Publicado: diciembre 19, 2016 en Uncategorized

Una señora agobiada por la crisis económica, sin trabajo y viviendo por el soporte familiar no daba crédito a lo que vivía: tiene una orden de desalojo y embargo de la casa donde vivía (había heredado de sus padres). No iba de fiestas ni derrochaba lo que entraba para la casa. Pero las decisiones políticas de los que gobiernan poco se entienden en el día a día y ha afectado a si vida cotidiana. Su rostro parece que está con una tremenda depresión. Un día no puede más con tremenda agonía diaria y decide suicidarse. La noticia sale en los telediarios casi anecdóticamente (en la televisión en manos de los sectores conservadores en España apenas la reseñan). Y lo dejamos pasar. En Lusaka, Zambia, una niña de quince años, una excelente alumna por sus notas pero con escasos recursos económicos postula a la universidad para una beca y no se la dan. Se prepara y vuelve a postular y nada. La universidad en ese país está en manos del sector privado a la pública la dejaron morir. En su tercer intento tampoco logra conseguir la beca y un día decide quitarse la vida. Adiós mundo cruel. Un amigo en Bahía que hacía de conductor de un taxi me comentaba que él trabajaba en una empresa durante casi treinta años. Él ya frisaba la cincuentena como yo. Trabajaba en ventas y en cuanto podía se capacitaba, no quería perder el tren del reciclaje laboral, il aggiornamento que obligan las empresas y el llamado mercado.
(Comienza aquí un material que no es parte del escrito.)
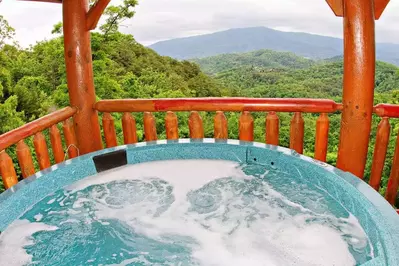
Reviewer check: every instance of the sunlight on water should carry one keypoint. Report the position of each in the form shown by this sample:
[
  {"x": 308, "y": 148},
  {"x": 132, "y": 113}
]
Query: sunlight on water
[{"x": 187, "y": 212}]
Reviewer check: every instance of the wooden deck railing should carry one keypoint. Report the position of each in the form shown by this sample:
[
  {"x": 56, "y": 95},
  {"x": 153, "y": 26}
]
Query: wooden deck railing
[
  {"x": 245, "y": 106},
  {"x": 36, "y": 128},
  {"x": 220, "y": 105}
]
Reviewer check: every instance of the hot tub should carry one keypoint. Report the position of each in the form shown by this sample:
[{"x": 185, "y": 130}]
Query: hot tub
[{"x": 196, "y": 202}]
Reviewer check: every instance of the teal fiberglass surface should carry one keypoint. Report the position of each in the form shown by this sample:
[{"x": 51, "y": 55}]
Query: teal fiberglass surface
[{"x": 376, "y": 217}]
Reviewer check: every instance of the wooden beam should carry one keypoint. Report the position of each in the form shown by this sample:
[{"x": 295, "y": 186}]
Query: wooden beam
[
  {"x": 95, "y": 12},
  {"x": 379, "y": 7},
  {"x": 27, "y": 130},
  {"x": 45, "y": 1},
  {"x": 78, "y": 61},
  {"x": 219, "y": 104},
  {"x": 337, "y": 6},
  {"x": 358, "y": 85}
]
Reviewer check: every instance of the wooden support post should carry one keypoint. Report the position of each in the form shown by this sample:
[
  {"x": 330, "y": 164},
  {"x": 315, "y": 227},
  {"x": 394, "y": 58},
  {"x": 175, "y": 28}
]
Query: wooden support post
[
  {"x": 25, "y": 159},
  {"x": 321, "y": 144},
  {"x": 272, "y": 128},
  {"x": 196, "y": 126},
  {"x": 80, "y": 75},
  {"x": 246, "y": 127},
  {"x": 358, "y": 90}
]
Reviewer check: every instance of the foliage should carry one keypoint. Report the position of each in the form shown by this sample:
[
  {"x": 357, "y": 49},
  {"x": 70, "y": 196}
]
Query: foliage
[
  {"x": 116, "y": 15},
  {"x": 243, "y": 40},
  {"x": 6, "y": 32}
]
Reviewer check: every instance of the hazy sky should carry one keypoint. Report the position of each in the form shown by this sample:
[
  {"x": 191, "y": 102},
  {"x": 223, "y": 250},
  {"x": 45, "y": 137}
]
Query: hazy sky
[{"x": 166, "y": 19}]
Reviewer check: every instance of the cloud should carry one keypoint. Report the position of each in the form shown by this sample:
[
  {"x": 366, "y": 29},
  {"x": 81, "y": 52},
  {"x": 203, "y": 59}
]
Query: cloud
[{"x": 165, "y": 19}]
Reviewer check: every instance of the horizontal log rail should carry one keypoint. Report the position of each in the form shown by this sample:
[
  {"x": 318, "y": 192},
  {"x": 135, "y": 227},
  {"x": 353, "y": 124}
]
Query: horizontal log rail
[
  {"x": 13, "y": 136},
  {"x": 387, "y": 110},
  {"x": 219, "y": 104},
  {"x": 43, "y": 158}
]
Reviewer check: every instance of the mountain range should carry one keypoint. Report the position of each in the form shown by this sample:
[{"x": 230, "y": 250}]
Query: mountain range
[{"x": 251, "y": 39}]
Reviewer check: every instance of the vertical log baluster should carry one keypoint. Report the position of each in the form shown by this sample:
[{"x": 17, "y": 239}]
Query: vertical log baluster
[
  {"x": 171, "y": 126},
  {"x": 196, "y": 126},
  {"x": 109, "y": 130},
  {"x": 246, "y": 127},
  {"x": 220, "y": 126},
  {"x": 70, "y": 138},
  {"x": 56, "y": 144},
  {"x": 39, "y": 141},
  {"x": 129, "y": 128},
  {"x": 297, "y": 133},
  {"x": 321, "y": 144},
  {"x": 393, "y": 182},
  {"x": 272, "y": 128},
  {"x": 150, "y": 129},
  {"x": 25, "y": 159},
  {"x": 380, "y": 152},
  {"x": 7, "y": 170}
]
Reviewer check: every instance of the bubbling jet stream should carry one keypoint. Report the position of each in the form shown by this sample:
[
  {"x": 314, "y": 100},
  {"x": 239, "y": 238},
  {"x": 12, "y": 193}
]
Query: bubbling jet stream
[{"x": 186, "y": 212}]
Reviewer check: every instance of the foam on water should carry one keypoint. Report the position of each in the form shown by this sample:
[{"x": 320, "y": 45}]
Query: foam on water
[{"x": 185, "y": 212}]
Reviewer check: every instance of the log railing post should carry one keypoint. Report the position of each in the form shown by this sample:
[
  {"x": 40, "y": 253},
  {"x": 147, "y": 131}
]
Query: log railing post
[
  {"x": 220, "y": 126},
  {"x": 171, "y": 126},
  {"x": 358, "y": 85},
  {"x": 321, "y": 143},
  {"x": 196, "y": 126},
  {"x": 150, "y": 129},
  {"x": 297, "y": 133},
  {"x": 7, "y": 170},
  {"x": 272, "y": 128},
  {"x": 43, "y": 158},
  {"x": 246, "y": 127},
  {"x": 109, "y": 130},
  {"x": 56, "y": 144},
  {"x": 25, "y": 159},
  {"x": 380, "y": 152},
  {"x": 393, "y": 181},
  {"x": 70, "y": 138},
  {"x": 129, "y": 128},
  {"x": 78, "y": 59}
]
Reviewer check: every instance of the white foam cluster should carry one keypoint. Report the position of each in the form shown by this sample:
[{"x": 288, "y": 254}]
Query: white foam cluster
[
  {"x": 15, "y": 238},
  {"x": 274, "y": 237}
]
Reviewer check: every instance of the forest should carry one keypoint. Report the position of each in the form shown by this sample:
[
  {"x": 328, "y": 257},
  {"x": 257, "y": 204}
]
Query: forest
[{"x": 33, "y": 83}]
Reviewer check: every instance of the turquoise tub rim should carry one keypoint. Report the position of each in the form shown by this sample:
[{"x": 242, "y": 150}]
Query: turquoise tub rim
[{"x": 384, "y": 216}]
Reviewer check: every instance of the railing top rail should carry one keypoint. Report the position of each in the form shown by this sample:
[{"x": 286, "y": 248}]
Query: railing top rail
[
  {"x": 219, "y": 104},
  {"x": 387, "y": 110},
  {"x": 27, "y": 130}
]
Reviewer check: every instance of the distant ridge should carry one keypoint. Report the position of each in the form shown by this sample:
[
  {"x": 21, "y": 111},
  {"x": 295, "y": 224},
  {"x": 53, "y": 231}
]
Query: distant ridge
[{"x": 257, "y": 38}]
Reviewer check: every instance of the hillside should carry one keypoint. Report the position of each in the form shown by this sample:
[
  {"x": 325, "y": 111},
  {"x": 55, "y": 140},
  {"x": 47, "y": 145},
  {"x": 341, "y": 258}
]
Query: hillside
[
  {"x": 283, "y": 74},
  {"x": 260, "y": 58},
  {"x": 251, "y": 75},
  {"x": 251, "y": 39}
]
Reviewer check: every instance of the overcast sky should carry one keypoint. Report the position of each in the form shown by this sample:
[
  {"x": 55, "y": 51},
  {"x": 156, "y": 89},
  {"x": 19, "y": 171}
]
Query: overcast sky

Un buen día va al trabajo, casi siempre iba contento, y en la mesa de su escritorio encuentra su carta de despido (estaba en una edad que era mejor despedirlo). Él pata siente que se le oprime el pecho y suelta una lágrimas. De un momento a otro el mundo que creía tener se desploma. Todo cambia. Desde entonces su vida es un martirio. Estuvo deprimido unos meses hasta que se animo a ser chofer de taxi. Las deudas crecían y no le quedaba otra. Son vidas quebradas en tres puntos geográficos distintos del orbe y con resultados adversos para quienes sufren estas políticas del libre mercado. Son las vidas con que se alimenta este sediento y sangriento sistema.